Essentially the tools in clinical use to locally vehicle anticancer drugs are cellular-derived or biologically compatible synthetic compounds such as polymer drug conjugates, nanoparticle and liposomal systems, and transdermal drug delivery patches. These novel technologies have made possible the development and use of new anticancer agents as well as a more a safer and more efficient profile of standard chemotherapy. Furthermore, local administration of anticancer therapies combing immune, chemo, radiotherapy and small agents can assure synergistic antiproliferative effects. In this perspective, the heterogeneity of MPM surrounding stroma could be exploited to obtain synergistic effects with conventional treatments.
It should be also noted that a tumor micro-environment is also modulated by physical forces. In a context of local drug delivery, they could play a crucial role and should be kept under consideration. They control trans-vascular and interstitial drug transport as well as intercellular cross-talk by modulating the interaction between invading cancer cells and their 3D micro-environments. Interestingly—with respect to MPM—it has been reported that Caveolin 1 (CAV1) acts as a multifunctional scaffolding protein which is involved in cancer growth and progression, modulating tissue responses through architectural regulation of the micro-environment. Caveolae and their components act as modulators of biomechanics and ECM–cell interactions [44,45].

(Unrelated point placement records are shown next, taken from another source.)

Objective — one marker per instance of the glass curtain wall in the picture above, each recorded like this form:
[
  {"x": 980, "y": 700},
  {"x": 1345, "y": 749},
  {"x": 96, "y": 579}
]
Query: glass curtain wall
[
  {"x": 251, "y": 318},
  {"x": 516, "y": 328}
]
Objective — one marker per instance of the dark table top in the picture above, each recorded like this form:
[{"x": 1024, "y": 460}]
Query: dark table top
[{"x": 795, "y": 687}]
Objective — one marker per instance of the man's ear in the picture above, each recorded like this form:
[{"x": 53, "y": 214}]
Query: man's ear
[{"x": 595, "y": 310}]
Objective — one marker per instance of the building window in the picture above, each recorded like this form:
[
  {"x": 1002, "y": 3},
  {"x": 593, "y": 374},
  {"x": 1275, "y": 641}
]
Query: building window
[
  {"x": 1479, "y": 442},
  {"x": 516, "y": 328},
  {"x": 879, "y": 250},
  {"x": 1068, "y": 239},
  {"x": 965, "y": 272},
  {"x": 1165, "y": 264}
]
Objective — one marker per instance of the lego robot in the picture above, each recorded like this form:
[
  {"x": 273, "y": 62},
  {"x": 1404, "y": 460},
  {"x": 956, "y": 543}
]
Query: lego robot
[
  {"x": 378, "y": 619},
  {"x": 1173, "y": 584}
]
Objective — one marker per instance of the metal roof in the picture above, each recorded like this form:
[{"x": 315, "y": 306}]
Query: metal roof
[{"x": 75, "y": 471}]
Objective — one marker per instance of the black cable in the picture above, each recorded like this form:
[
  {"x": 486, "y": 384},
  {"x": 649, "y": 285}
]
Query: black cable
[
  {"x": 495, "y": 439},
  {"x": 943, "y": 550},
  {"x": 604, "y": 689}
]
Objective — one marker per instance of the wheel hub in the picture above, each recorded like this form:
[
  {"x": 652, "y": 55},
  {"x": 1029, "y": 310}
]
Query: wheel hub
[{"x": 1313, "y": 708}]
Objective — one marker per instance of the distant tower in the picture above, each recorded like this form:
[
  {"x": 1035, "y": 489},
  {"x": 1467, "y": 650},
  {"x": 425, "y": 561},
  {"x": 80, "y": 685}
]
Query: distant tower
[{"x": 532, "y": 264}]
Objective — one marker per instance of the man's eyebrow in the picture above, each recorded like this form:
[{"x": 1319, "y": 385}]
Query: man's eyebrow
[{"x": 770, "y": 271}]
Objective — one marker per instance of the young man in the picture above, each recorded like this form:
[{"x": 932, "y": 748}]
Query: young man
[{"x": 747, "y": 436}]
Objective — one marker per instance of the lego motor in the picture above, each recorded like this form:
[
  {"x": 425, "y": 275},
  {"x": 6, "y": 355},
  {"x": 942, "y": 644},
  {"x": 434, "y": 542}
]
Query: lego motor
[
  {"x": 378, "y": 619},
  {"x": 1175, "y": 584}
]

2.2. Imaging as a Tool to Assess Tumor Micro-Environment

Images are more than pictures: they are data [46]. A decade ago this new approach to images created a completely new field of research called radiomics. Radiomics extracts large amounts of features from biomedical images using data-characterization algorithms [47]. These features, named radiomic features, can be used in treatment selection or as outcome prediction biomarkers.
Overall, the complex interaction between drugs and the local immune-inflammatory micro-environment which modulates the subsequent clinical response had already been explored with radiomics in several different scenarios, in particular for immune (PD-1, PD-L1) markers [48]. This approach to assess tumor-infiltrating CD8 cells and responses to anti-PD-1 or anti-PD-L1 immunotherapy has not been yet applied to MPM. Nonetheless, there have been several successful reports of the application of radiomics to different aspects of MPM management (e.g., plaque characterization) [49]. Local therapies and modulation of tumors surrounding stroma will most likely be one of the next research fields for radiomics in MPM. Although chest magnetic resonance (MR) is not routinely used to evaluate MPM, this imaging has great potentiality in evaluating local therapy responses due to its functional insights (Figure 2). Diffusion-weighted imaging (DWI) allows patient-tailored care in MPM: it has already been used to discriminate between long- and short-term overall survivors [50]. Several new tools have been developed in the last year for a multi-parametric evaluation of tumor lesions (e.g., Dynamic Contrast-Enhanced MR Imaging, Chemical Exchange Saturation Transfer Imaging) [51]. IVIM-based perfusion MRI, which does not require contrast agents, is gaining momentum, especially for oncologic applications [52,53]. Intravoxel Incoherent Motion (IVIM) refers to translational movements which, within a given voxel and during the measurement time, present a distribution of speeds in orientation and/or amplitude. IVIM can evaluate micro-vessel perfusion in vivo using quantitative parameters obtained from the multi-b-value DWI of a double-exponential decay model. So far, no attempt to evaluate a possible correlation between neo-angiogenesis (VEGF-VEGFR) markers and IVIM parameters for MPM has been reported.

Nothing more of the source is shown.